Índia, Prosa, Viagem

Como se enrolar num sári indiano

O sári é uma das únicas coisas que comprei na Índia. Eu já sabia que ia voltar para casa com um (ou mais) desses longos pedaços de tecido que as mulheres enrolam no corpo com uma porção de técnicas, tradições e detalhes.

As meninas indianas da tour prometeram me ensinar o saree wrapping, mas acabei contanto com a ajuda de Phreeta, funcionária do Spice Village, na reserva Periyar, região montanhosa do Kerala onde se planta/colhe/exporta ervas e temperos como cardamomo, pimenta preta, cravo-da-índia e noz-moscada.

Phreeta nasceu e mora no Thekkady (o outro nome da reserva) atualmente dentro dos limites do hotel/reserva florestal. Tímida, me contou que a irmã mora em Cochi e que ela aprendeu a vestir sári com a tia, quanto tinha uns 17 ou 18 anos. A mãe usa apenas sáris desde sempre e para fazer qualquer coisa. Mas ela não queria falar muito, concentrada em acertar as dobras corretas e fazer o sári azul com grafismos pretos e brancos pousar corretamente no corpo branco e desleixado na turista gringa.

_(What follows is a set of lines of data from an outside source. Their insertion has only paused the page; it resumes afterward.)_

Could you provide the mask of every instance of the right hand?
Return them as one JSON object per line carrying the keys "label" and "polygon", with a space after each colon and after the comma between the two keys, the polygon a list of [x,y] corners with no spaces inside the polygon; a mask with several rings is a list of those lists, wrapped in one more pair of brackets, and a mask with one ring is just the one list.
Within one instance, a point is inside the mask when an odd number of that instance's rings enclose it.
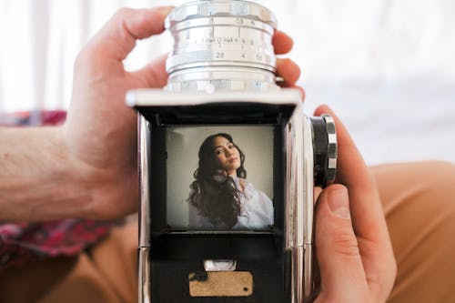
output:
{"label": "right hand", "polygon": [[339,167],[335,184],[316,207],[316,254],[320,273],[317,303],[385,302],[397,273],[379,195],[345,126],[327,106],[315,116],[335,118]]}

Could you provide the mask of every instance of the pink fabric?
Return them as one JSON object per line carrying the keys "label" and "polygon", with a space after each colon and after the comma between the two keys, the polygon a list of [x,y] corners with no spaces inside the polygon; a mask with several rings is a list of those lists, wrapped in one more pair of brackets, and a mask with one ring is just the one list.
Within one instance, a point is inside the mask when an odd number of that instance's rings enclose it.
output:
{"label": "pink fabric", "polygon": [[[39,111],[0,116],[0,126],[56,126],[65,111]],[[68,218],[38,223],[0,222],[0,274],[39,258],[74,256],[106,236],[113,222]]]}

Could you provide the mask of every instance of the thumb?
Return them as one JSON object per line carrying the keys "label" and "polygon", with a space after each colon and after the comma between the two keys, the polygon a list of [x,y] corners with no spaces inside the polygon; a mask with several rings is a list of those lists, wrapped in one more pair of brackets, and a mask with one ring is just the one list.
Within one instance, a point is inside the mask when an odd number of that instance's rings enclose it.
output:
{"label": "thumb", "polygon": [[348,189],[331,185],[316,209],[316,255],[321,278],[317,302],[363,302],[368,284],[349,213]]}

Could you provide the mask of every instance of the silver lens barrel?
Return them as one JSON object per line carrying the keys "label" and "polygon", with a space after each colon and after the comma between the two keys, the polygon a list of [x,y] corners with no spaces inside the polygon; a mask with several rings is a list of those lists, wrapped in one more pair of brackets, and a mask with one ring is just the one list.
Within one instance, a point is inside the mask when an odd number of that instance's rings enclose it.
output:
{"label": "silver lens barrel", "polygon": [[166,20],[174,39],[167,90],[277,88],[272,36],[275,15],[238,0],[196,1]]}

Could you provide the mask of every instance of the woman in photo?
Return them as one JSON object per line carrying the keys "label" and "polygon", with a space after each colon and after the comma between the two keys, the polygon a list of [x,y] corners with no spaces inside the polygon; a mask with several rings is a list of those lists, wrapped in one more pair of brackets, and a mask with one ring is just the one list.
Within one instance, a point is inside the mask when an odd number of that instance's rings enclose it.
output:
{"label": "woman in photo", "polygon": [[273,225],[273,204],[247,181],[245,154],[228,134],[207,136],[199,148],[187,201],[189,227],[267,229]]}

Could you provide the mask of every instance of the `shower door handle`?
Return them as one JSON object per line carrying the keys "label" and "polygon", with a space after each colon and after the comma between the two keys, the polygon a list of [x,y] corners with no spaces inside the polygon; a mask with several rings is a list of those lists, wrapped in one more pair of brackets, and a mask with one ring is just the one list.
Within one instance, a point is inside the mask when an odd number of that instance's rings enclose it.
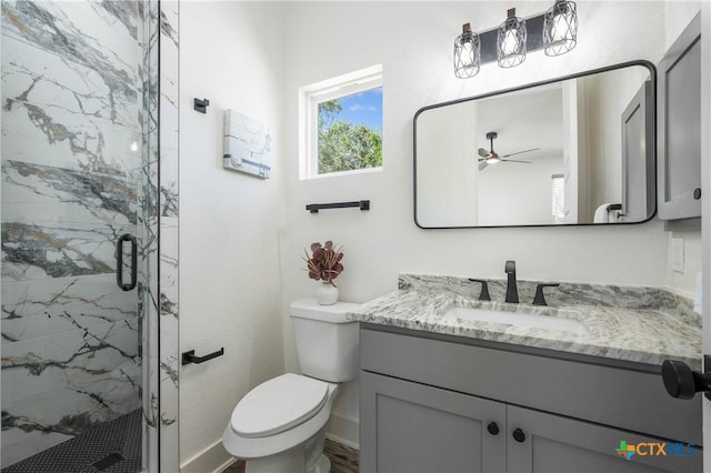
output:
{"label": "shower door handle", "polygon": [[[123,282],[123,242],[131,242],[131,281],[126,284]],[[119,238],[119,241],[116,243],[116,283],[123,291],[130,291],[136,288],[136,283],[138,280],[137,275],[137,263],[138,263],[138,243],[136,242],[136,236],[124,233]]]}

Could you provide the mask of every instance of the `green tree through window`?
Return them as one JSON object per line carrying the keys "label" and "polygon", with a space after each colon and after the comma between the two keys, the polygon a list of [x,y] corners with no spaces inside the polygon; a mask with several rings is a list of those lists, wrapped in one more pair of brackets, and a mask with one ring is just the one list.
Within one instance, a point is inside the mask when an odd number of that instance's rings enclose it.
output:
{"label": "green tree through window", "polygon": [[[377,94],[375,103],[382,104],[380,88],[360,95],[369,93]],[[319,174],[382,167],[382,107],[350,104],[354,97],[319,103]],[[347,102],[349,110],[343,109]],[[374,118],[361,119],[358,112]]]}

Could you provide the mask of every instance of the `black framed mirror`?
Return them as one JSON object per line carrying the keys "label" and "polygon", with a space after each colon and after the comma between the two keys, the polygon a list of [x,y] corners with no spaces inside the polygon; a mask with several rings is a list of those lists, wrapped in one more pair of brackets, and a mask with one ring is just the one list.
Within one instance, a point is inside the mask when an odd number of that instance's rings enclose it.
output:
{"label": "black framed mirror", "polygon": [[631,61],[414,115],[423,229],[629,224],[655,197],[657,71]]}

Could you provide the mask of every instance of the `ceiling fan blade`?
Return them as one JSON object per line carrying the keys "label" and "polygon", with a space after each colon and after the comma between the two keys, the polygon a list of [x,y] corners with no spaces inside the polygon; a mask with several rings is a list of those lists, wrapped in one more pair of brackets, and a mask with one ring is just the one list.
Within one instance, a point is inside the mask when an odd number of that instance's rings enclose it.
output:
{"label": "ceiling fan blade", "polygon": [[512,155],[515,155],[515,154],[522,154],[522,153],[528,153],[528,152],[538,151],[538,150],[540,150],[540,148],[531,148],[530,150],[517,151],[515,153],[504,154],[501,158],[509,158],[509,157],[512,157]]}
{"label": "ceiling fan blade", "polygon": [[525,163],[525,164],[532,164],[531,161],[521,161],[521,160],[518,160],[518,159],[501,159],[500,161],[503,161],[503,162],[522,162],[522,163]]}

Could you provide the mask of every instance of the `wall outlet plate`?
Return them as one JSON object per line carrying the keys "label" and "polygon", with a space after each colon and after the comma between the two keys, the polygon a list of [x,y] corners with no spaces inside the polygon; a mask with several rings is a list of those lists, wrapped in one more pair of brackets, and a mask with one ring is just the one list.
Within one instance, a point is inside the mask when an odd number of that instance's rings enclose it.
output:
{"label": "wall outlet plate", "polygon": [[672,238],[670,243],[670,265],[672,271],[684,272],[684,239]]}

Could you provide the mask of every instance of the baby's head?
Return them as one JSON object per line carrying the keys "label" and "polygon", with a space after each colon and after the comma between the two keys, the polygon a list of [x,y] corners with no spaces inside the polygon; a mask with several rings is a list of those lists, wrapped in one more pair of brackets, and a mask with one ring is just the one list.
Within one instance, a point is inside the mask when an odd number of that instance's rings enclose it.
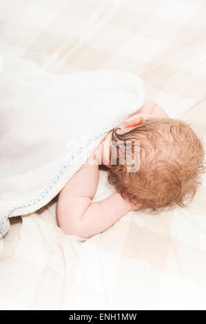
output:
{"label": "baby's head", "polygon": [[[125,148],[130,148],[125,145],[128,141],[132,141],[133,159],[139,159],[137,172],[130,172],[131,159],[120,163]],[[116,165],[111,163],[109,181],[139,210],[157,210],[174,203],[186,207],[205,172],[203,142],[189,124],[178,119],[148,118],[123,134],[116,128],[110,161],[114,151]]]}

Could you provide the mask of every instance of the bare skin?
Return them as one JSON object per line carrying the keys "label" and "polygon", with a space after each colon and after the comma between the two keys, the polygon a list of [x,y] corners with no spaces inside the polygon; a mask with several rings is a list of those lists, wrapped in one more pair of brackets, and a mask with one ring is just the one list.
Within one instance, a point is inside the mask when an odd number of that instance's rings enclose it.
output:
{"label": "bare skin", "polygon": [[[118,127],[121,132],[136,128],[144,119],[168,117],[158,105],[146,101],[144,105]],[[88,239],[104,232],[114,225],[134,206],[121,193],[114,192],[98,203],[92,203],[99,182],[99,165],[110,168],[110,143],[112,131],[109,132],[96,150],[61,191],[57,202],[57,221],[66,234]]]}

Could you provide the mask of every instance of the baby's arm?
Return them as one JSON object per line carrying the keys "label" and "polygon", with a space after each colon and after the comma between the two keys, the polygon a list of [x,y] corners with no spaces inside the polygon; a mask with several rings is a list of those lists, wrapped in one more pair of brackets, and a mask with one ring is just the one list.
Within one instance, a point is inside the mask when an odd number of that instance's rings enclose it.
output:
{"label": "baby's arm", "polygon": [[57,219],[65,234],[87,239],[105,231],[132,210],[129,201],[118,192],[98,203],[92,203],[98,181],[98,164],[86,164],[74,174],[60,192]]}

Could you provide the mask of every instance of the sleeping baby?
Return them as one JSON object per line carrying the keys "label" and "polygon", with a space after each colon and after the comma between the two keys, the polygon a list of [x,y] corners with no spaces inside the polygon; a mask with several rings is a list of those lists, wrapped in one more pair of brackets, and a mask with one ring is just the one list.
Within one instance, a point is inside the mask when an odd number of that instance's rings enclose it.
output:
{"label": "sleeping baby", "polygon": [[[116,192],[92,203],[99,165]],[[186,207],[205,172],[201,140],[187,123],[151,101],[108,132],[87,163],[61,191],[57,221],[67,234],[87,239],[130,211]]]}

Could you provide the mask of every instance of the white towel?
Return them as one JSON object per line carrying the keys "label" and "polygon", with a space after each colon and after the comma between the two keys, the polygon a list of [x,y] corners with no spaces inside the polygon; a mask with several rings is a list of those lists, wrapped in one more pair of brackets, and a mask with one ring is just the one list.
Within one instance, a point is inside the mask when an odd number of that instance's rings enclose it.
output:
{"label": "white towel", "polygon": [[57,75],[4,55],[0,237],[8,230],[8,217],[34,212],[56,196],[106,133],[137,111],[145,98],[143,82],[132,73]]}

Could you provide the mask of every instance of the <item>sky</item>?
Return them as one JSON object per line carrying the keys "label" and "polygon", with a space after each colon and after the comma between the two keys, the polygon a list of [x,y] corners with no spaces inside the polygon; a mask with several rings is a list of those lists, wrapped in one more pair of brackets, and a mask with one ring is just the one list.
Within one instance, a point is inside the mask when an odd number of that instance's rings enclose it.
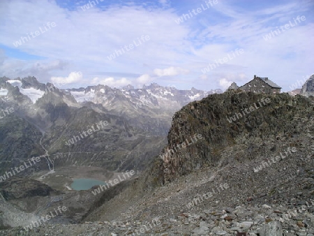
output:
{"label": "sky", "polygon": [[[209,91],[314,74],[312,0],[0,0],[0,77]],[[312,42],[312,43],[311,43]]]}

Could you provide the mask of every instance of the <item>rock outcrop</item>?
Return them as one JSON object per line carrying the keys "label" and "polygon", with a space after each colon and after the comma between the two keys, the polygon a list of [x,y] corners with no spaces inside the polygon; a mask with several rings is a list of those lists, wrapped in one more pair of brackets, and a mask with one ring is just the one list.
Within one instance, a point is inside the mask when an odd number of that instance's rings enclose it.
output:
{"label": "rock outcrop", "polygon": [[305,96],[314,96],[314,75],[312,75],[302,86],[300,94]]}

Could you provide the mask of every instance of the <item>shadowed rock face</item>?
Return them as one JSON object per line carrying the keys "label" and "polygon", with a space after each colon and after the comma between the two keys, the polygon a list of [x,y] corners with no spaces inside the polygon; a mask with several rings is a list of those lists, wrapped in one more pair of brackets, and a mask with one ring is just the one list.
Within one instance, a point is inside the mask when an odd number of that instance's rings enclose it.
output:
{"label": "shadowed rock face", "polygon": [[312,75],[302,86],[300,94],[307,97],[314,96],[314,75]]}
{"label": "shadowed rock face", "polygon": [[[264,102],[267,98],[269,103]],[[230,91],[190,103],[174,116],[168,145],[152,169],[154,182],[159,185],[204,167],[218,166],[225,147],[244,144],[253,138],[259,137],[262,143],[270,136],[293,137],[304,128],[298,117],[311,119],[313,115],[313,100],[287,94]],[[175,149],[197,134],[202,139]],[[255,154],[247,152],[237,158],[251,159]]]}
{"label": "shadowed rock face", "polygon": [[43,197],[54,191],[47,184],[26,178],[13,178],[1,182],[0,191],[7,200],[33,196]]}

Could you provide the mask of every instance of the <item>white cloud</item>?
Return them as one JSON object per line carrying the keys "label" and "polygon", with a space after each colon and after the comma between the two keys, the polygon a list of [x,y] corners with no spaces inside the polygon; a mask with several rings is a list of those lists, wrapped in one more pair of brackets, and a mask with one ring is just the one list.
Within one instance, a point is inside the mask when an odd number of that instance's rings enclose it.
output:
{"label": "white cloud", "polygon": [[136,79],[136,81],[139,84],[144,84],[147,82],[149,82],[151,81],[151,76],[147,74],[142,75],[138,78]]}
{"label": "white cloud", "polygon": [[104,84],[111,87],[119,88],[128,84],[131,84],[132,82],[127,80],[125,78],[121,78],[120,80],[114,80],[114,78],[112,77],[109,77],[106,78],[99,78],[96,77],[91,80],[91,84],[94,85]]}
{"label": "white cloud", "polygon": [[73,84],[81,80],[83,78],[82,72],[71,72],[68,77],[52,77],[51,82],[57,84]]}
{"label": "white cloud", "polygon": [[190,71],[187,69],[184,69],[180,67],[171,66],[165,69],[155,69],[154,73],[157,76],[173,76],[177,75],[186,75]]}
{"label": "white cloud", "polygon": [[[302,4],[292,0],[267,2],[259,8],[253,3],[243,6],[236,1],[220,1],[206,13],[180,24],[175,20],[200,3],[186,1],[182,7],[167,0],[128,5],[117,1],[101,7],[103,3],[98,2],[84,11],[80,6],[87,1],[77,3],[76,9],[69,10],[68,5],[50,0],[0,0],[0,44],[6,48],[5,53],[0,50],[0,76],[34,75],[43,82],[79,70],[91,78],[104,78],[98,80],[114,86],[126,81],[135,86],[149,81],[144,75],[158,78],[157,83],[165,82],[163,77],[181,75],[180,82],[185,89],[195,87],[197,79],[197,89],[209,90],[221,86],[221,78],[230,80],[226,74],[239,73],[247,80],[254,74],[269,77],[283,88],[288,88],[313,71],[314,47],[311,40],[305,40],[314,37],[311,1]],[[290,20],[293,22],[294,17],[303,15],[306,21],[271,40],[263,39],[276,27]],[[48,22],[55,22],[56,27],[36,37],[30,36],[17,51],[13,43],[39,27],[43,29]],[[133,40],[138,44],[137,38],[142,35],[149,36],[150,40],[108,61],[107,55],[134,44]],[[245,53],[220,65],[207,77],[202,75],[201,69],[209,63],[228,53],[231,55],[236,48],[243,48]],[[30,59],[28,54],[37,57],[36,59]],[[116,76],[104,71],[143,77]],[[108,80],[111,76],[113,81]],[[68,77],[67,80],[71,81]],[[163,84],[176,83],[172,78],[166,79]],[[73,84],[84,86],[89,81]]]}
{"label": "white cloud", "polygon": [[219,80],[219,85],[220,85],[220,87],[222,87],[224,89],[227,89],[232,83],[232,81],[229,81],[226,78],[223,78]]}

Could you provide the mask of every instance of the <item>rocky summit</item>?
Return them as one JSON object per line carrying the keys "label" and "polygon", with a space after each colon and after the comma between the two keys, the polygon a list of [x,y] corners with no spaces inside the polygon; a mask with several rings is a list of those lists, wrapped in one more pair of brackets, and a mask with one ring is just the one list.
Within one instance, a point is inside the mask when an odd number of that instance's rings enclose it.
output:
{"label": "rocky summit", "polygon": [[[313,97],[237,89],[190,103],[141,174],[96,196],[2,184],[0,235],[313,235]],[[21,199],[34,198],[50,202],[36,215],[69,210],[25,230],[38,206]],[[13,209],[21,216],[4,212]],[[5,229],[13,215],[20,226]]]}

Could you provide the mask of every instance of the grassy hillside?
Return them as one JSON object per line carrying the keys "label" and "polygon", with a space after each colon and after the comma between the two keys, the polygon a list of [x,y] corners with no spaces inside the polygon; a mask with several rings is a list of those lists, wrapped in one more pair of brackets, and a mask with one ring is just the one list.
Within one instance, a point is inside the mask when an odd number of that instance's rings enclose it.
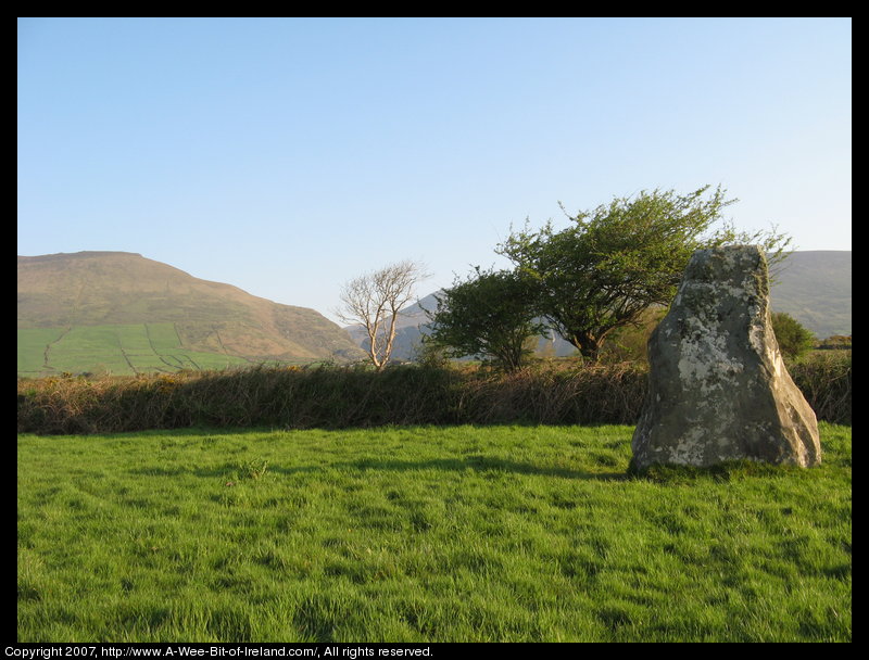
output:
{"label": "grassy hillside", "polygon": [[818,339],[852,333],[849,251],[794,252],[773,278],[773,312],[790,314]]}
{"label": "grassy hillside", "polygon": [[313,309],[280,305],[124,252],[18,257],[18,373],[137,373],[345,359]]}
{"label": "grassy hillside", "polygon": [[18,436],[18,642],[851,642],[823,465],[627,478],[631,427]]}

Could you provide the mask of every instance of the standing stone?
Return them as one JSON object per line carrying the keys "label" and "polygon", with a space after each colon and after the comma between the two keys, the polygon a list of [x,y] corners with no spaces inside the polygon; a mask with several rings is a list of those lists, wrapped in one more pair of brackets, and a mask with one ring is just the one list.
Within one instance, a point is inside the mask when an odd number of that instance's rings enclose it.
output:
{"label": "standing stone", "polygon": [[648,340],[650,377],[632,467],[821,461],[818,422],[772,331],[757,245],[696,251]]}

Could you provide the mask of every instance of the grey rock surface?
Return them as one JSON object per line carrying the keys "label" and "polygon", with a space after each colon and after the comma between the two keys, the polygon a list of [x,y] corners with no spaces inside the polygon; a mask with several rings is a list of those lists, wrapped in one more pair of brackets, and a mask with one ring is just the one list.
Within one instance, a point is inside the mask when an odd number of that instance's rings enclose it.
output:
{"label": "grey rock surface", "polygon": [[632,468],[821,461],[814,410],[779,351],[756,245],[695,252],[648,341],[650,381]]}

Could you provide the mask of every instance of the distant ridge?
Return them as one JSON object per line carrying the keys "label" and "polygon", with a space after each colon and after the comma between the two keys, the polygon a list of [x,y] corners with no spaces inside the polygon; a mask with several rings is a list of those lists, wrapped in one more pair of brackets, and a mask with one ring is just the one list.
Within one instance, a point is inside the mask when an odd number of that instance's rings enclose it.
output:
{"label": "distant ridge", "polygon": [[[851,251],[793,252],[773,269],[770,287],[772,312],[793,316],[818,339],[835,334],[849,335],[852,330],[852,254]],[[428,317],[424,309],[437,307],[434,292],[399,313],[395,335],[395,359],[414,359],[421,334],[427,332]],[[367,338],[358,326],[344,328],[353,341],[364,347]],[[541,346],[546,343],[541,339]],[[575,348],[561,338],[552,342],[555,355],[570,355]]]}
{"label": "distant ridge", "polygon": [[[177,370],[179,365],[200,361],[211,365],[214,360],[205,357],[209,355],[222,357],[227,365],[269,359],[341,361],[358,356],[340,327],[314,309],[281,305],[230,284],[201,280],[136,253],[18,256],[17,271],[20,373],[53,372],[51,353],[60,356],[64,351],[77,353],[81,370],[99,369],[99,364],[91,368],[84,364],[89,359],[86,344],[93,359],[104,357],[100,345],[90,345],[95,342],[123,354],[123,361],[116,359],[119,367],[103,365],[112,372]],[[110,328],[115,328],[114,332]],[[39,359],[28,355],[24,359],[27,368],[22,369],[22,343],[28,347],[25,353],[39,347],[36,335],[28,331],[39,330],[40,337],[52,338],[52,329],[67,334],[41,347],[48,357],[38,367]],[[160,346],[154,346],[151,334],[161,338]],[[153,354],[150,358],[148,346]],[[175,357],[159,359],[165,351]],[[199,360],[192,354],[198,354]],[[149,367],[149,360],[156,366]],[[64,360],[59,358],[61,363]]]}

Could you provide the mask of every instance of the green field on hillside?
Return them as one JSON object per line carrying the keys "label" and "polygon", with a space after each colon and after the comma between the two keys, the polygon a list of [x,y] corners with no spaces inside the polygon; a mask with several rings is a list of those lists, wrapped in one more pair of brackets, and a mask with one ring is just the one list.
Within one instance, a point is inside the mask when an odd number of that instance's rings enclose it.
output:
{"label": "green field on hillside", "polygon": [[182,348],[171,322],[18,329],[18,376],[130,376],[249,364],[237,356]]}
{"label": "green field on hillside", "polygon": [[851,428],[626,475],[632,427],[20,435],[20,642],[849,642]]}

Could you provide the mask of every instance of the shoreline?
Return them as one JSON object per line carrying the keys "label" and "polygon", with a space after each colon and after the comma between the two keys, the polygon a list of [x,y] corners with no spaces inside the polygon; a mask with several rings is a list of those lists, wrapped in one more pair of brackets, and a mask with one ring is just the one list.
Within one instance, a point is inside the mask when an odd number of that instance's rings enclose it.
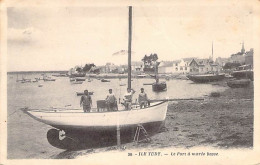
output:
{"label": "shoreline", "polygon": [[[226,81],[212,85],[227,87]],[[213,147],[216,149],[253,148],[254,82],[248,88],[229,88],[219,97],[204,101],[170,102],[165,120],[167,131],[151,137],[150,143],[123,144],[124,149],[167,149]],[[117,150],[116,146],[64,151],[53,159],[86,157]]]}

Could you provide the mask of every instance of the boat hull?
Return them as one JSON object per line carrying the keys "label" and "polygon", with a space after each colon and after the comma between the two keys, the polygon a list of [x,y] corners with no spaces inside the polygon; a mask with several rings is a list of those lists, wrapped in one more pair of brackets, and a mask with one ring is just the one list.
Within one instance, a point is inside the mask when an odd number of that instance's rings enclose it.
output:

O sári é uma peça só e a primeira coisa que você faz é cortar: normalmente é vendido ‘com a blusa’, o que significa que uma das extremidades vem com tecido suficiente para você cortar e fazer a blusinha justa que se usa embaixo. Eu não sabia disso mas conseguindo comprar uma blusinha de seda azul e dourada, num tom próximo ao meu sári, numa barraca de praia – serviu para a experiência, mas é claro que não é como ter uma saree blouse feita sob medida e combinando com o tecido original.

A outra coisa que você vai precisar é a saia que vai embaixo (pode ser uma legging, mas vai ficar impossível ir ao banheiro, explico abaixo). É uma saia reta, simples, de tecido fino e com um elástico (no meu caso, um barbante) na cintura. Isso não vem junto e não precisa ter uma saia para cada sári. Tem que ficar um pouco acima dos pés e não deve nunca aparecer quando a mulher senta ou caminha. A saia serve para prender o sári na cintura.  É por ela saia que você começa a vestir o sári, fazendo uma volta inteira na cintura. Depois você pega a outra extremidade e faz uma porção de dobras: é a parte que vai passar por cima do ombro. O tecido que fica no meio do caminho você dobra novamente e acerta na cintura, como no primeiro passo. Depois de fazer tipo dez vezes fica fácil. Dizem.

O sári vem em alguns tamanhos, entre cinco e nove metros, e tecidos como seda, seda sintética, crepe e algodão – mais confortáveis e leves, nem tão luxuosos quanto a seda e com caimento melhor que o meu, sintético. Os homens do grupo me ajudaram a arrumar a barra e explicaram que estão mais que acostumados a arrumar as barras dos sáris das esposas. Como a minha professora de sári era um pouco tímida e já estava me fazendo um favorzão, não fiquei pedindo fotos.

A fina arte do saree wrapping

how to wear a saree

Dificílimo. Uma hora você pega o jeito.

E, claro, uma foto (do iPhone da Roxanne, thanks gal!) só pra mostrar como fiquei em meu sári azul estampado. Faltou pintar o olho com kajal, mas chego lá.